Similarity/Diversity plotting

Contents - Index - Previous - Next

Similarity/Diversity plotting

This is a good first step to cover, because it is faster and more intuitive than bootscanning. The results don't look as dramatic as bootscanning, but that is why similarity/diversity plots are more intuitive: in similarity/diversity plots one can see how similar/different two sequences are, not just how much more related they are to each other than to the other sequences/groups being compared (i.e. absolute versus relative similarity). An example of this sort of confusion is demonstrated on the Pitfalls page.

First, click on the "SimPlot" tab (next to the "SeqPage" tab) to flip to the chart that's used to plot similarity and diversity. Use the Commands menu to select a query group, then go again to the Commands menu and select "Do SimPlot". If you have not altered any of the options, this will generate a similarity plot using the 2-parameter (Kimura) distance model, in a sliding window of 200 nucleotides, step size of 20. It will look something like this:

Clicking on the Y axis (on the left) will allow selection from a number of options. From the same plot, selecting diversity plot and decimal display results in the following diversity plot:

Note that the plots appear to be missing about 100 residues at each end - this is because each point is placed at the midpoint of the window it represents. These gaps will always be 1/2 the window size.

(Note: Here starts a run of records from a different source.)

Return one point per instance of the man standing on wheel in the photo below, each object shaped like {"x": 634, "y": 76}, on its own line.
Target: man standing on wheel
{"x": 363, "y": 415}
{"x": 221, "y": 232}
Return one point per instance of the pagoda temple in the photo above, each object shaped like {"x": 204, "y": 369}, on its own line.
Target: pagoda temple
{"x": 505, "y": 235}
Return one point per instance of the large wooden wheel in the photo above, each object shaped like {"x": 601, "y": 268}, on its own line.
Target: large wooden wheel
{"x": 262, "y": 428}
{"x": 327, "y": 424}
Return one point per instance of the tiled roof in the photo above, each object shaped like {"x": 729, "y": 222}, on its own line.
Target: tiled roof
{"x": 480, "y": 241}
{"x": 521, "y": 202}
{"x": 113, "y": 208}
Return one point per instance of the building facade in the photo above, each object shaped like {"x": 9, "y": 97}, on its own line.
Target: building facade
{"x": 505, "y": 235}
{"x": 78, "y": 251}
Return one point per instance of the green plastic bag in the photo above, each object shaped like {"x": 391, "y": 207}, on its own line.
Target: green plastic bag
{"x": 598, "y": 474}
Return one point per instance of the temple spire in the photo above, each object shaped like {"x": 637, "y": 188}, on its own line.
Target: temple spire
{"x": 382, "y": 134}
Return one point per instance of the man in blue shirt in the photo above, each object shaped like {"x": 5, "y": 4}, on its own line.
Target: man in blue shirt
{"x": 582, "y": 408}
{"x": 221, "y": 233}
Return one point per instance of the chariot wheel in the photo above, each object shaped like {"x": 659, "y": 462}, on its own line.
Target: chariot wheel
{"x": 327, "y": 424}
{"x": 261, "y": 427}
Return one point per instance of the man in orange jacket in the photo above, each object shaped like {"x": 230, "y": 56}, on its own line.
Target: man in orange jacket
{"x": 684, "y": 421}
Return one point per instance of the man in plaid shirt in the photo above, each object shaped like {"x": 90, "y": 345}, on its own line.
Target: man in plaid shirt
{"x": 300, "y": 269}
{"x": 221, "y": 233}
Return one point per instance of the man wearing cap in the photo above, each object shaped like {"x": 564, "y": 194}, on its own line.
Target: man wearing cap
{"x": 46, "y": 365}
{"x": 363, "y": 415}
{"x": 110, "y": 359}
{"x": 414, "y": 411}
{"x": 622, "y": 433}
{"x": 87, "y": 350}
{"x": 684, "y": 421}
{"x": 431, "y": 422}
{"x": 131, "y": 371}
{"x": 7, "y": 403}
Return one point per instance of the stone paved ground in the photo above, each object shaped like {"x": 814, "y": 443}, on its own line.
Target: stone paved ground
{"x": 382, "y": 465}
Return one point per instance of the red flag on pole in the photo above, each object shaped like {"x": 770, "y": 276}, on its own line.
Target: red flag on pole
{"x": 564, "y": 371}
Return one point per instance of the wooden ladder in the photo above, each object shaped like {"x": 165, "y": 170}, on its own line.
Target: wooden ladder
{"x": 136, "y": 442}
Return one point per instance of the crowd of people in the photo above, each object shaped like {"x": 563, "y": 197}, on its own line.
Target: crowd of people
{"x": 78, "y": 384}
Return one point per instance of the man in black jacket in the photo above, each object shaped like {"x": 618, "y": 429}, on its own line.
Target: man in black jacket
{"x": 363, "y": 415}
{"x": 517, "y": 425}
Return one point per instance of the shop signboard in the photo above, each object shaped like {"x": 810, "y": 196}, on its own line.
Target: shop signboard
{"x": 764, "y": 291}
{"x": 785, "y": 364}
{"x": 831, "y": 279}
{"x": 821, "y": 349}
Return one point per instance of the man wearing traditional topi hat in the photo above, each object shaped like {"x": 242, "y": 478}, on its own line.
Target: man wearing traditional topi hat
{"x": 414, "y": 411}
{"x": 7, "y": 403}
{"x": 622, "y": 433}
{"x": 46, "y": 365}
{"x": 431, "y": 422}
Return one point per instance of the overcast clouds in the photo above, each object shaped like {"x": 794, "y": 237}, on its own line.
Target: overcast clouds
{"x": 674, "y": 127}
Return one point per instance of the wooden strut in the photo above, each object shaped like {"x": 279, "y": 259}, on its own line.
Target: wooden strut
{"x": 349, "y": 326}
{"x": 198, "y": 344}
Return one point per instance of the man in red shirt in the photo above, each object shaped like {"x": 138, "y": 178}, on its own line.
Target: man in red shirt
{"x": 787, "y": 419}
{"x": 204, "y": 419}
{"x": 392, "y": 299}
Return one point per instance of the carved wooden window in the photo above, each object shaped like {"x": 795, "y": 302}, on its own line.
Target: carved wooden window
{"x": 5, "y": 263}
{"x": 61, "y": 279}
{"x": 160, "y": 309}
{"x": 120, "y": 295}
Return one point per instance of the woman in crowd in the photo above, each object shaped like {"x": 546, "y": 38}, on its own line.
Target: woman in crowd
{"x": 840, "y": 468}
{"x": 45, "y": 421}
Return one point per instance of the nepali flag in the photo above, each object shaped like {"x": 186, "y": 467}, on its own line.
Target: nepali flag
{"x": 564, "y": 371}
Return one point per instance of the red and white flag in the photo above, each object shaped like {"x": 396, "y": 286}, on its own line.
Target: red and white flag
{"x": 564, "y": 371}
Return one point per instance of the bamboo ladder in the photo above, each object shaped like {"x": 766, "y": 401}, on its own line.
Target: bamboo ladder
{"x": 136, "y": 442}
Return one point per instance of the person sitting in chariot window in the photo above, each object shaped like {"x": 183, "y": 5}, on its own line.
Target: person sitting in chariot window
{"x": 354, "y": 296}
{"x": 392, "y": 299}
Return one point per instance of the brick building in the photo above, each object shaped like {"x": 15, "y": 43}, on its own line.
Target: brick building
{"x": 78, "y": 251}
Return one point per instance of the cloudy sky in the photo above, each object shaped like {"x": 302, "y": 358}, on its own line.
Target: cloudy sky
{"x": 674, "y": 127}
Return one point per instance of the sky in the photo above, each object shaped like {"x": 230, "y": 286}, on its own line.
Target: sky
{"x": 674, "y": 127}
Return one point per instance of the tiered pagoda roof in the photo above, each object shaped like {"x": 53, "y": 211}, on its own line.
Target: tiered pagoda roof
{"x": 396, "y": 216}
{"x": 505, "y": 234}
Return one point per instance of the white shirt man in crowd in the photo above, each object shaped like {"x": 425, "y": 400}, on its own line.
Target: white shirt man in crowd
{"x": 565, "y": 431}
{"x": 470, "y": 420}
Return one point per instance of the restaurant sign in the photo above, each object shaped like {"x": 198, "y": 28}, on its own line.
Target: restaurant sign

To adjust the Window size or Step size, just click on them and choose a new value:

Larger window sizes will tend to flatten the curves, increasing accuracy of distance measurements but reducing the likelihood of observing evidence for small recombinant segments.

Smaller step sizes add more detail by adding more data points, and thus plots with small step sizes take longer.

Note: The raw values of the plots can be saved in comma-delimited format from the File menu.